Defending Against a Combination of Threats
Black recalled an event in which an attacker tried to use ransomware to hold data hostage, and in parallel the attacker also started a phishing scheme to try to steal information. He says the attacker wanted to “create a fire” with the ransomware attack to distract and scare and thus draw attention away from the phishing attack.
“Multivector attacks like that are becoming more and more common,” he says.
Fifteen to 20 years ago, he says, hackers needed to have “inherent technical knowledge” to attack a company. Today, hackers can say which kind of personal information they want to harvest and get their malware. “Now, you can go online and actually have custom-tailored malware written for you,” Black says. “You don’t have to be technical.”
How can businesses guard against those kind of attacks? Black notes that Citrix has a “unified incident handling program,” whether the incident is a hurricane or a phishing scam. The trick, he says, is for organizations not to simply fall back on well-worn responses to incidents. “It forces you into a muscle memory that you don’t necessarily want to get into because the attacks are so dynamic,” he says.
Malicious actors are in business too, he says, noting that there are roughly 8.6 million unique security events against private companies every 24 hours, and many more in the public sector.
“They’re in business too, but they’re just not regulated. Seriously,” he says. “They’re in business to make money. Follow the money. The one big challenge is they don’t have a board to report to, or they don’t have regulators to report to. That’s a significant piece of overhead.”

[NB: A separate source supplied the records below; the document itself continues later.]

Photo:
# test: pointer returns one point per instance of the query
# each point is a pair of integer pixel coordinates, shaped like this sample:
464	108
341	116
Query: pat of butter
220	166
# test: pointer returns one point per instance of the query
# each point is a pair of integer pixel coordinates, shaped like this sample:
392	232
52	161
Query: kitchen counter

The Challenge for Small Businesses
Black says cybersecurity for small businesses is not that different than for large enterprises. The main difference is the scale.
“If you look at a lot of attacks that occur on the enterprise, they’re actually exploiting vulnerable SMB servers, systems and websites, because they’ve been taken over or they’ve been turned into zombie farms or what have you,” he says. “I think it is pure scale.”

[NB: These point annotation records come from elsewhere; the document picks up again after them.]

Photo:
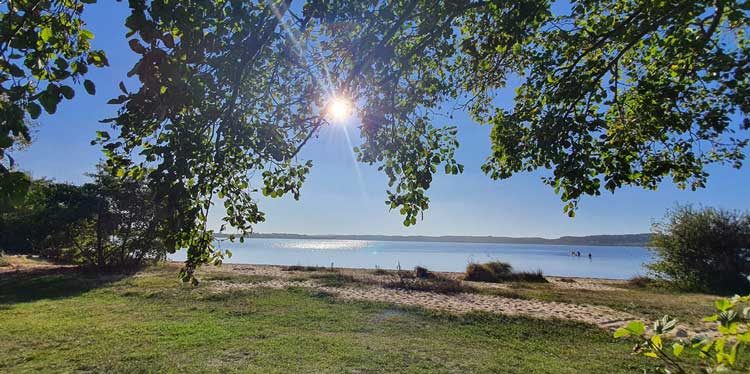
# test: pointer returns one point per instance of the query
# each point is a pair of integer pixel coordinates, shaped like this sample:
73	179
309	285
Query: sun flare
339	109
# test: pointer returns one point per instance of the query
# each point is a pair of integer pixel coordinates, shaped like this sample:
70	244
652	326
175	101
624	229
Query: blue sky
341	197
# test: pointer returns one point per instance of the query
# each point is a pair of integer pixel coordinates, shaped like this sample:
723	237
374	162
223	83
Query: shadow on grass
50	283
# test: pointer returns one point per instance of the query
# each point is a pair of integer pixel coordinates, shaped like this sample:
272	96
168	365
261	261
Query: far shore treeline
624	240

There are very few companies, whether small or large global enterprises, that are not regulated somehow, Black says.
“So we are all kind of in this together. It’s just who has deep enough pockets to either take the risk off the table, which is kind of our story, or add enough layers and threat intelligence, layer upon layer of security technologies. It’s a challenge, to say the least.”

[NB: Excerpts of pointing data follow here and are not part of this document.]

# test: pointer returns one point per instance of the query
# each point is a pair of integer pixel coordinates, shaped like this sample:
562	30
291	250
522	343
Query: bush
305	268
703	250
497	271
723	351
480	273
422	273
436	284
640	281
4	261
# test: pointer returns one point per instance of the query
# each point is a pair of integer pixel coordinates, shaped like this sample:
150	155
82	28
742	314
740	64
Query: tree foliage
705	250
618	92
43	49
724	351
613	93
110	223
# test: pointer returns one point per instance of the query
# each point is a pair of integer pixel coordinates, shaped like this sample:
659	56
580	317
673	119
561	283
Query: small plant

One of the big takeaways from Citrix Synergy this year is that Citrix is moving toward a model that will let businesses use desktop and application virtualization products on a Software as a Service basis in the cloud. Black says that in that model, all of the services are being routed through Citrix’s NetScaler cloud gateway platform, so the company can ensure ongoing protection through that. And if applications are virtualized and used in a secure channel, that removes many threat vectors or entry points.
“So, the big difference is, if you’re a small company, you have to manage every single endpoint,” he says. “If you are a small company using Citrix technologies via the cloud, you get to consume something that has as a reasonably industry-accepted amount of hygiene.”
Black noted that around 70 percent of all applications used by business are provisioned via web browsers. Historically, he says, individuals would launch a browser and connect to an application. “If we use virtualized browsers, and secure browsers for that matter, we essentially reduce potential risk,” he says, especially from tools like screen scrapers, key loggers and credential harvesting technology.
“How are those brought to the end point? In a traditional environment, it’s just another app running in memory,” Black says. “If we don’t allow the app to run in memory, then we mitigate that potential risk. Nothing takes all risks off the table. But at this point in time, that does quite a bit.”